May 25, 2004

"Transmission" conference examines communication

An interdisciplinary forum comprising experts from literature, sociology, anthropology, and filmmaking—held to examine relationships among ideas and cultures of communication, past and present—was held at a Swift Hall lecture room on Friday and Saturday as speakers from across the world lectured at the long-awaited "Arts of Transmission" conference.

Two years in the making, "Arts of Transmission" was sponsored by the Franke Institute for the Humanities, Critical Inquiry, the Office of the Provost, and the Andrew W. Mellon Foundation.

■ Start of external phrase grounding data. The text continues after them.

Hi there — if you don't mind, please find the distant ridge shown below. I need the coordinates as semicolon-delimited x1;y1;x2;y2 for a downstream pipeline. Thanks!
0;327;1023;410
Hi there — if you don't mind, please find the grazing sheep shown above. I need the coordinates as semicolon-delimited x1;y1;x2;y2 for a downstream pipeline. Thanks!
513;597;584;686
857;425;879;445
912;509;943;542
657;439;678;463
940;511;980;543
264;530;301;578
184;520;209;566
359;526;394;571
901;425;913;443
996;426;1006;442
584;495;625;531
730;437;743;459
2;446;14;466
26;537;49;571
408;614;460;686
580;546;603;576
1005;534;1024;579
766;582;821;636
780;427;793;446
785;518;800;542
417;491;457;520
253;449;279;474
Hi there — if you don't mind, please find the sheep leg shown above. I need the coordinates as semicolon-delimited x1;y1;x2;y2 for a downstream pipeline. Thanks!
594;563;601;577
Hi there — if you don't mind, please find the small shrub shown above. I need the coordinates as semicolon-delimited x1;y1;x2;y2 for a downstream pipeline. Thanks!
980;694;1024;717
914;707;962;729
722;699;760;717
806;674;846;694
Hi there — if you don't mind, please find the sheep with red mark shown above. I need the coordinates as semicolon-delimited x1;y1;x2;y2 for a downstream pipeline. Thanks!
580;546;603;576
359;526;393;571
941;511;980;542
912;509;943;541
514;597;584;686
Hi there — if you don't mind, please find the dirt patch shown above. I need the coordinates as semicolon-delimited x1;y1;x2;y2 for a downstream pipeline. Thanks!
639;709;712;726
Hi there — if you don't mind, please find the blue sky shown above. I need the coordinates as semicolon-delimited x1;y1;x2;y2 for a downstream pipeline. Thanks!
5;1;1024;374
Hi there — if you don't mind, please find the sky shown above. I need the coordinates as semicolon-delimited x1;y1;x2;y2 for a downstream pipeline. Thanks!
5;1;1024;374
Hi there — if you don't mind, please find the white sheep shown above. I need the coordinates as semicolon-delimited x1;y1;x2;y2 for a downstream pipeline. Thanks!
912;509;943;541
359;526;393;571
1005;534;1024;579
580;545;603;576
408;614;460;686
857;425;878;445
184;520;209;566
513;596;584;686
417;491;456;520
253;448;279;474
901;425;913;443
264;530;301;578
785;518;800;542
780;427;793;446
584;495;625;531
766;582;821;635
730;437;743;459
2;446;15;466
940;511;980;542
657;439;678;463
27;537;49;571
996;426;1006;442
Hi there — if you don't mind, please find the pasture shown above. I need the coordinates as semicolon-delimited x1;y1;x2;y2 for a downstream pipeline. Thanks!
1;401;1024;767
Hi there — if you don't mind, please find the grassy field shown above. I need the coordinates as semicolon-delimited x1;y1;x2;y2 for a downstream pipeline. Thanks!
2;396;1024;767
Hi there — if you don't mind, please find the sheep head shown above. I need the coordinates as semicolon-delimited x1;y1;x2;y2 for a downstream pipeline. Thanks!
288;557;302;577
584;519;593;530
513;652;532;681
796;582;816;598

Speakers came from Australia, England, France, Germany, and Italy, as well as universities from the across the U.S. and the University of Chicago. Participants included Danielle Allen, Joel Snyder, David Wellbery, and international experts such as Roger Chartier and Judith MacDougall. The conference panels addressed a wide range of topics, from "Forms and Media" to the "Institutions and Impediments" of academic publishing and intellectual property.

The series was meant to explore the essential practices through which ideas are articulated, distributed, and passed on to future generations. Ever since the advent of printing, the most important changes in culture—whether the crisis of education, the fluctuating fortunes of the information economy, or the rise of the digital revolution—return in these practices of appropriating knowledge. The conference aimed to bring a heightened understanding of the ways that the arts of transmission intersect across technologies through authorship, reading, and the concepts of information and communication.

James Chandler, the director of the Franke Institute and professor of the History of Culture and Cinema and Media Studies, remarked on the principle of the conference. "Our hope for this event was to bring a variety of historical and diverse perspectives to issues too often dismissed as mainly contemporary and technological. Our topics ranged widely from the transmission of oral poetry among the ancient Greeks to Renaissance note-taking and the modern practices of classifying government information."

The "Arts of Transmission" conference will be followed by a continuous project, "," a three-year initiative focusing on the modes of transmission in universities such as the emergence of the "virtual" university and the adaptation of the corporate model within higher education. The event is sponsored by the Franke Institute and the Andrew W. Mellon Foundation and will be held Friday, May 28 in Classics, room 10.